Biało-zieloni skomplikowali sobie sytuację remisem z grudziądzkim GKM-em, ale wkrótce zweryfikowany może zostać rezultat ich spotkania w Rybniku (49:41). Właśnie po meczu ROW - Włókniarz kontrola antydopingowa wykryła niedozwolone środki w organizmie Grigorija Łaguty, lidera rybniczan. Jeśli jego punkty zostaną anulowane, wynik tamtej rywalizacji zmieni się na 41:38 dla częstochowian. To z kolei będzie oznaczać dla nich 3 punkty do ligowej tabeli i właściwie pewne utrzymanie w PGE Ekstralidze. Na razie jednak to tylko najbardziej prawdopodobny scenariusz i w Częstochowie nie chcą o tym myśleć. Skupiają się na spotkaniu z Fogo Unią.

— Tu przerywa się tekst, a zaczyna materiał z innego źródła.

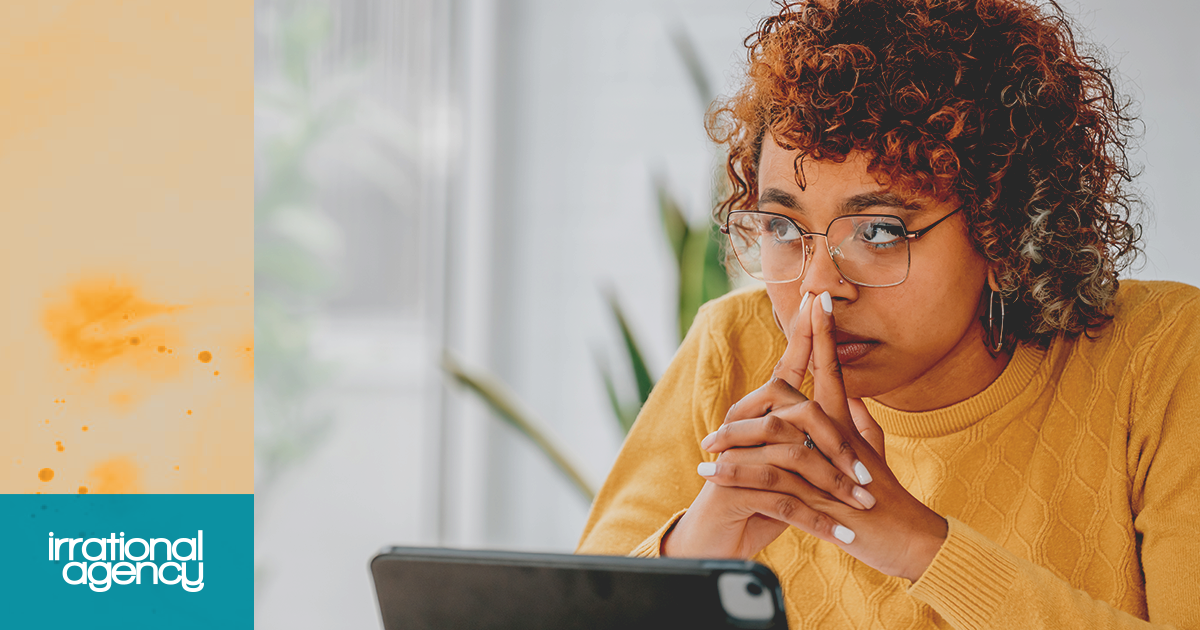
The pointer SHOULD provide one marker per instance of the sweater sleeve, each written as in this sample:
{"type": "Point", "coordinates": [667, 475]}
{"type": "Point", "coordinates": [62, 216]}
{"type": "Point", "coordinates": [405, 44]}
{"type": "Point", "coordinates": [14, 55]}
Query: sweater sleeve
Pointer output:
{"type": "Point", "coordinates": [654, 478]}
{"type": "Point", "coordinates": [975, 583]}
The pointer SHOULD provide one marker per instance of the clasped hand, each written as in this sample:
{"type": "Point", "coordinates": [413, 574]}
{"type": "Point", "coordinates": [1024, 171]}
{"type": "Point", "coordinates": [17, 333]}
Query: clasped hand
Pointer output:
{"type": "Point", "coordinates": [817, 466]}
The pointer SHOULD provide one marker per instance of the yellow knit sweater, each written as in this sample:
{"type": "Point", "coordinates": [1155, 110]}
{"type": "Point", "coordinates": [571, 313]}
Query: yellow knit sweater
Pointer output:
{"type": "Point", "coordinates": [1072, 484]}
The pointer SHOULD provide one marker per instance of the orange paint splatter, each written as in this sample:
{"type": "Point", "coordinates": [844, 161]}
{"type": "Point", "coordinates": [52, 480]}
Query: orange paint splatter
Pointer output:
{"type": "Point", "coordinates": [87, 323]}
{"type": "Point", "coordinates": [121, 400]}
{"type": "Point", "coordinates": [118, 475]}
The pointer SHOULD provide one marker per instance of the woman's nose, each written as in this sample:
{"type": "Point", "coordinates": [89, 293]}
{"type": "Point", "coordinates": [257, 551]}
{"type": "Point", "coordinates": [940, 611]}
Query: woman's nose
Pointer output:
{"type": "Point", "coordinates": [822, 274]}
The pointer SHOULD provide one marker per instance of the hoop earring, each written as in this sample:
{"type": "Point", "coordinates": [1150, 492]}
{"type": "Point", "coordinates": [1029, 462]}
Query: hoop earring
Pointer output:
{"type": "Point", "coordinates": [991, 322]}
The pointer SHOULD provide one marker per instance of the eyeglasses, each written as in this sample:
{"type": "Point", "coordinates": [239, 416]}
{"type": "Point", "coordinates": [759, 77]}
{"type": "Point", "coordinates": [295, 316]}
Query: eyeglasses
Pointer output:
{"type": "Point", "coordinates": [868, 250]}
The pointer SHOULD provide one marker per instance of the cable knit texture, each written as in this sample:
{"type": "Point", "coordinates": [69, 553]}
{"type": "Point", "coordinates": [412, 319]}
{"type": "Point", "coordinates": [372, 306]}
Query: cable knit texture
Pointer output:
{"type": "Point", "coordinates": [1072, 483]}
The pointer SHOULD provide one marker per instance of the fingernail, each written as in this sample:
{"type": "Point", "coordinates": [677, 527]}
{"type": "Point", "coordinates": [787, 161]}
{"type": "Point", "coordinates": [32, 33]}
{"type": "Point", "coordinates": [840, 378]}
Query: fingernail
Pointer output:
{"type": "Point", "coordinates": [862, 473]}
{"type": "Point", "coordinates": [863, 497]}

ZOBACZ WIDEO Żużlowa prognoza pogody

We Włókniarzu uważają, że goście nie mają słabych punktów w swoim składzie. Duże wrażenie na gospodarzach niedzielnej konfrontacji robi para juniorska przyjezdnych. Ponadto tor przy Olsztyńskiej nie stanowi tajemnic dla Emila Sajfutdinowa, Petera Kildemanda i Grzegorza Zengoty, którzy w przeszłości jeździli dla Włókniarza. Częstochowianie twierdzą, że wynik powinien być na styku a o końcowych rozstrzygnięciach na korzyść jednej bądź drugiej strony zadecydują szczegóły. Takim detalem może być właśnie Andreas Jonsson.

Awizowane składy:

Fogo Unia Leszno 
1. Emil Sajfutdinow
2. Peter Kildemand
3. Piotr Pawlicki
4. Grzegorz Zengota
5. Janusz Kołodziej
6. Dominik Kubera

Włókniarz Vitroszlif CrossFit Częstochowa 
9. Leon Madsen
10. Karol Baran
11. Matej Zagar
12. Andreas Jonsson
13. Rune Holta
14. Michał Gruchalski

Początek meczu: 19:00 (live nSport+ HD)
Sędzia: Paweł Słupski 
Komisarz toru: Jacek Woźniak

Wynik 1. meczu: 57:33 dla Fogo Unii Leszno

Przewidywana pogoda na niedzielę (za yr.no):
Temperatura: 25°C
Ciśnienie: 1015 hPa
Wiatr: 3 m/s
Deszcz: 0.0 mm

Bilety:
- Sektor centralny - 45 zł
- Normalny - 35 zł
- Ulgowy - 25 zł

Ostatni raz w Częstochowie obie ekipy spotkały się 7 września 2014 roku. Wówczas triumfowali gości 55:35. Najwięcej punktów w ich szeregach zdobył Tobiasz Musielak (14+1), natomiast wśród miejscowych wyróżniał się Michael Jepsen Jensen (11+1).